Tag Archives: Butterflies

December 17, 2013

Seventy-five degrees again, bringing Mexican Yellow Butterflies back to the mud at The Stockpond (though they’ll be the last of the Sulphurs until next Spring), dragonflies there too; out on the pastures and over The Cienega they also swoop. The Cottonwoods that still have leaves are at their most scintillating, they shiver and pulse out their colors against the smokey blue of the mountains.

December 11, 2013

The news comes from Flagstaff that it’s four degrees below zero there … low 20s here in our mesquite bosque. Who would think of living north of the Gila? Here this far from The Rim at least, it seems there are creatures of interest abroad even if the nights are subfreezing: Sulfur Butterflies are on the wing, and a couple of dragonflies, and even a diehard katydid.

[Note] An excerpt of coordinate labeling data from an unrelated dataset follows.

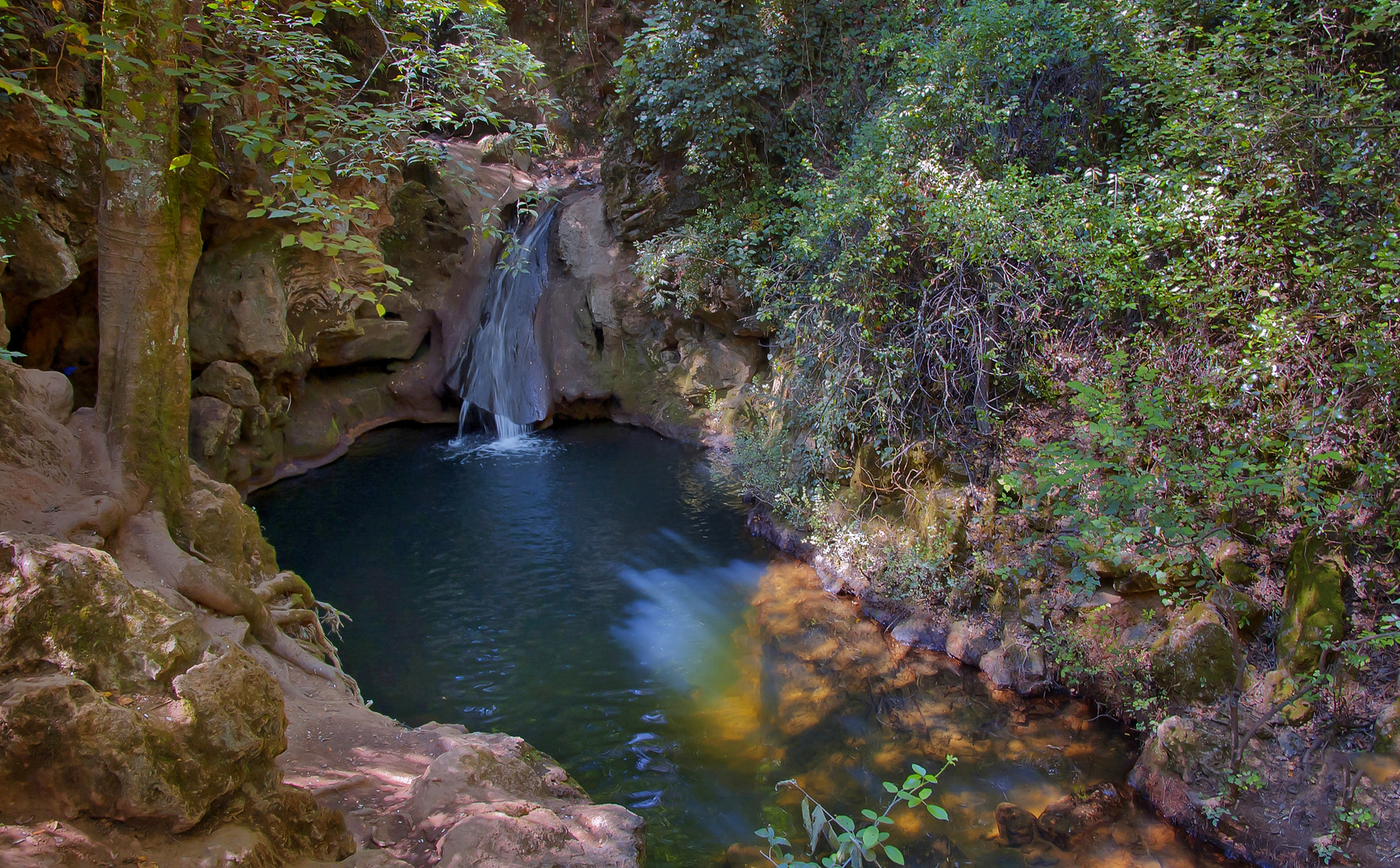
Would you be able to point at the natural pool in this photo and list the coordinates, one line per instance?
(594, 591)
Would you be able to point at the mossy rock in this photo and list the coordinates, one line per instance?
(1194, 658)
(1388, 730)
(1313, 608)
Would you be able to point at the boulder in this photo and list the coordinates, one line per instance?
(1238, 607)
(1071, 819)
(69, 608)
(1016, 825)
(969, 641)
(1388, 730)
(49, 391)
(920, 630)
(374, 339)
(1313, 608)
(213, 428)
(41, 262)
(1194, 658)
(238, 304)
(115, 705)
(230, 383)
(1016, 667)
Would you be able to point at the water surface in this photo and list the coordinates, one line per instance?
(593, 590)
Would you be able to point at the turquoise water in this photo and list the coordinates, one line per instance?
(593, 590)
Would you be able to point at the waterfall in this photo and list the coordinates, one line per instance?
(499, 367)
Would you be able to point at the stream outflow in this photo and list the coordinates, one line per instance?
(594, 591)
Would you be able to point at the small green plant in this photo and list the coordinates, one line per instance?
(854, 845)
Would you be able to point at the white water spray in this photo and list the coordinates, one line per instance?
(499, 369)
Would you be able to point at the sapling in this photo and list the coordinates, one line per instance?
(854, 846)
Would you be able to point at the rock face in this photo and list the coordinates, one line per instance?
(115, 705)
(1388, 731)
(1313, 608)
(1194, 658)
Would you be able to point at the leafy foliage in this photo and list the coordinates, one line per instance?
(852, 843)
(281, 98)
(1179, 217)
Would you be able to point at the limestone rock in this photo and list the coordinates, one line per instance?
(1313, 608)
(230, 383)
(1016, 667)
(1242, 608)
(491, 768)
(969, 641)
(1388, 730)
(69, 608)
(587, 244)
(920, 630)
(41, 262)
(1194, 658)
(49, 391)
(1073, 818)
(224, 530)
(374, 339)
(107, 705)
(1016, 825)
(213, 428)
(238, 304)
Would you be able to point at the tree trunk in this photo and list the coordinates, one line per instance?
(149, 244)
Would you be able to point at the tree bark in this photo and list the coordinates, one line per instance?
(149, 244)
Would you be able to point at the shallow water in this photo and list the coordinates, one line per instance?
(593, 590)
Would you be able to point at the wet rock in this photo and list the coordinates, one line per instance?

Pat and I saddle up and ride the high ridges of the A-7 Ranch on the West side of the San Pedro, from which we can take in a splendid view of our rangelands, and of neighbors’ homesteads. The afternoon is delightful, and we’re not the only ones who think this: a large rattlesnake is enjoying the friendly Sun of Winter and its balm, and we riders and horses have to step carefully around the snake’s stretched out and lazing body. Rattlesnake is very much awake, and isn’t there when we come on back through the spot now under a late afternoon 3/4 Moon, a pale island like something mythical, floating and Polynesian, just offshore of the canyon rim above us.

December 5, 2013

The new day brings an utterly different world: 25 degrees on the ridges, and in the valley below sparkling chips of frost fall from mesquite tips.  The bermudagrass pasture stretching out from the window of the Cowboy Caravan all the way to the huge saguaros on the far hill are white, icy, the Rincon above us dusted with snow.  Yet the air warms enough even in the El Potrero bottomland for Sulphur Butterflies to come to life, and an azure grasshopper.

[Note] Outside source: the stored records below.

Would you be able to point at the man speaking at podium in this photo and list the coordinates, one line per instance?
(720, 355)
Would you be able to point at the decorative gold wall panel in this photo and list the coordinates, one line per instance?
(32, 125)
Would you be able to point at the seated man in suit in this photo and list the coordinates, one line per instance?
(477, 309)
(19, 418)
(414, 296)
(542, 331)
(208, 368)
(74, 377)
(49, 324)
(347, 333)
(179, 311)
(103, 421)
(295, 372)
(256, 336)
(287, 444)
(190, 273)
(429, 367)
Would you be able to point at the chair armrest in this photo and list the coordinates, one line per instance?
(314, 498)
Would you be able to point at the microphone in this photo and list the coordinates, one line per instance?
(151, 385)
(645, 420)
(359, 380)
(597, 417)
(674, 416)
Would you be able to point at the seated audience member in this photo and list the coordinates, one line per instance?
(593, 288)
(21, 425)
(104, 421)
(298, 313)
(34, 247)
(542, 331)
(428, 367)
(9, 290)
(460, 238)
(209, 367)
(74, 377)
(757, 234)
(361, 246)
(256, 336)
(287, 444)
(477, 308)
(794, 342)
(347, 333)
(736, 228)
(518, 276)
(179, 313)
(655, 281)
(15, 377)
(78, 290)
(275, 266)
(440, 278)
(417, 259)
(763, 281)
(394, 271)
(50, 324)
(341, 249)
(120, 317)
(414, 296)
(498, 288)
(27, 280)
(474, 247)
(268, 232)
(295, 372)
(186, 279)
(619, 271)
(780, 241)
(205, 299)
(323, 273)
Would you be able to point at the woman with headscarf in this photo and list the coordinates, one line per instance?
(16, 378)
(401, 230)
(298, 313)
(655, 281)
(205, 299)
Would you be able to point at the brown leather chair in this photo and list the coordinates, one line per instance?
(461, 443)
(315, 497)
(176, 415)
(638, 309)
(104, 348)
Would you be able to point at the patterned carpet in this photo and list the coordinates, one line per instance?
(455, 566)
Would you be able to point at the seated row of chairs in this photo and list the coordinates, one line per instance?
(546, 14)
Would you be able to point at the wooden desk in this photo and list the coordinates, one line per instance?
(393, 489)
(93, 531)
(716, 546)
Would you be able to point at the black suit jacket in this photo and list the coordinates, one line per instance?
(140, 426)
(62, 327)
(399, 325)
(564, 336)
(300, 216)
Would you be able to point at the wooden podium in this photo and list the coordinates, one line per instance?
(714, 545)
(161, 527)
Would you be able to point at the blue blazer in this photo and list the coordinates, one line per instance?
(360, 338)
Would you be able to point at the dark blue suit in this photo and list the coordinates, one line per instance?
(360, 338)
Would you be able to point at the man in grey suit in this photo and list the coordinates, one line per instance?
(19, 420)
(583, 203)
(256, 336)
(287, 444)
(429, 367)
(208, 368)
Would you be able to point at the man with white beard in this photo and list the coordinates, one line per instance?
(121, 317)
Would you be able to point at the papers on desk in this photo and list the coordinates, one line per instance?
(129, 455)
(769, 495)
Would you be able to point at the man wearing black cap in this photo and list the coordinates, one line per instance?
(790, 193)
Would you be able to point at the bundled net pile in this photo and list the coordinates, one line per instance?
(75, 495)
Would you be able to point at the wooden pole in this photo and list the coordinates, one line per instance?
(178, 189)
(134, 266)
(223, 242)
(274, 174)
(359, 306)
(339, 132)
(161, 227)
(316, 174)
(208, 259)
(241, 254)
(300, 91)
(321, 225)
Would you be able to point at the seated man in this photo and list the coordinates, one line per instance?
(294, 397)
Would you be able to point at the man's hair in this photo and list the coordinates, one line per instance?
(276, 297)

Still-green and fresh leaves of the big Hackberries at The Stockpond start falling off their twigs by mid-morning–they never had a chance to turn color before the coming on of a night that was surely in the teens.  On the water swim a brace of fine Mallards, their wariness telling they are true wildlings.  A Wilson’s Snipe is there, too, and a large sandpiper with a long bill, also extremely wary: a Long-billed Dowitcher.  It takes off with a pained, “Pitty peet peet!”, showing a white slash of rump as it vanishes across the fields.

December 2, 2013

Ah … Diciembre, nuestra Arizona linda! … month of kaleidoscope sunsets and mornings beautifully crisp like this one.  A concerto plays on the radio as I drive up the River’s edge, glittering piano woven with glittering Cottonwood leaves, gold on the ear, gold on the air of early morning.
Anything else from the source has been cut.